Hannah More by Henry William Pickersgill (1821)
Hannah More by Henry William Pickersgill (1821)

More joined the Clapham Set, a group of evangelical members of the Anglican Church, centered around Henry Venn, rector of Clapham Church in London. This inspired the writing of Practical Piety (1811), Christian Morals (1813) and Character and Practical Writings of St Paul (1815). More also became concerned about the growing influence of William Cobbett and his newspaper, The Political Register. Her attack on Cobbett appeared in The Loyal Subject's Political Creed (1817). Cobbett responded by describing More as an "old bishop in petticoats". In 1820 she wrote: "These turbulent times make one sad. I am sick of that liberty which I used so to prize".

Hannah More died, aged eighty-eight, on 7th September 1833. She left over £30,000, most of which she bequeathed to charities and religious societies. Linda Colley has argued that "More had become the first British woman ever to make a fortune with her pen."

Primary Sources

(1) Hannah More, Slavery (1788)

I see, by more than Fancy's mirrow shewn,

The burning village, and the blazing town:

See the dire victim torn from social life,

The shrieking babe, the agonizing wife!

She, wretch forlorn! is dragg'd by hostile hands,

To distant tyrants sold, in distant lands!

Transmitted miseries, and successive chains,

The sole sad heritage her child obtains!

Ev'n this last wretched boon their foes deny,

To weep together, or together die.

By felon hands, by one relentless stroke,

See the fond links of feeling nature broke!

The fibres twisting round a parent's heart,

Torn from their grasp, and bleeding as they part.

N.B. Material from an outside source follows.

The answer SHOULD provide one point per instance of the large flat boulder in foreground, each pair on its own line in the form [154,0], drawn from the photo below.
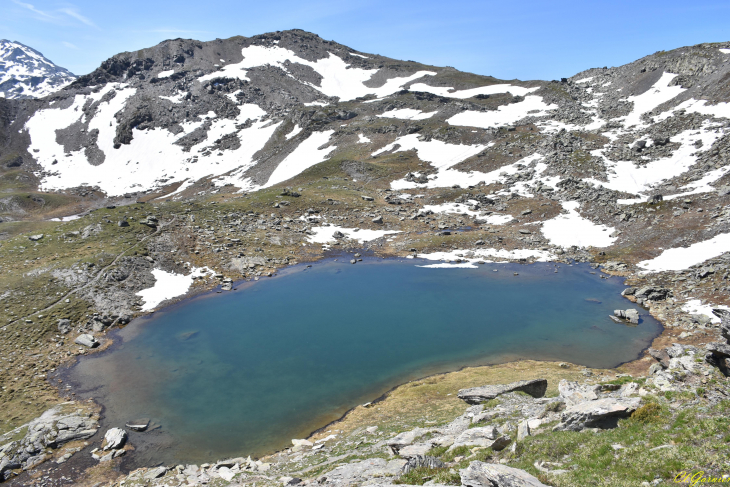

Hold, murderers, hold! not aggravate distress;

Respect the passions you yourselves possess.

(2) Hannah More, Practical Piety (1811)

The ingenuity of self-love is inexhaustible. If people extol us, we feel our good opinion of ourselves confirmed. If they dislike us, we do not think the worse of ourselves, but of them; it is not we who lack merit, but they who lack true insight. We persuade ourselves that they are not so much insensible to our worth, as jealous of it. There is no shift, stratagem, or device which we do not employ to make us stand well with ourselves.

The great, the only effectual antidote to self-love is to get the love of God and of our neighbor firmly rooted in the heart. Yet let us ever bear in mind that dependence on our fellow creatures is as carefully to be avoided as love of them is to be cultivated. There is none but God on whom the principle of love and dependence form but a single duty.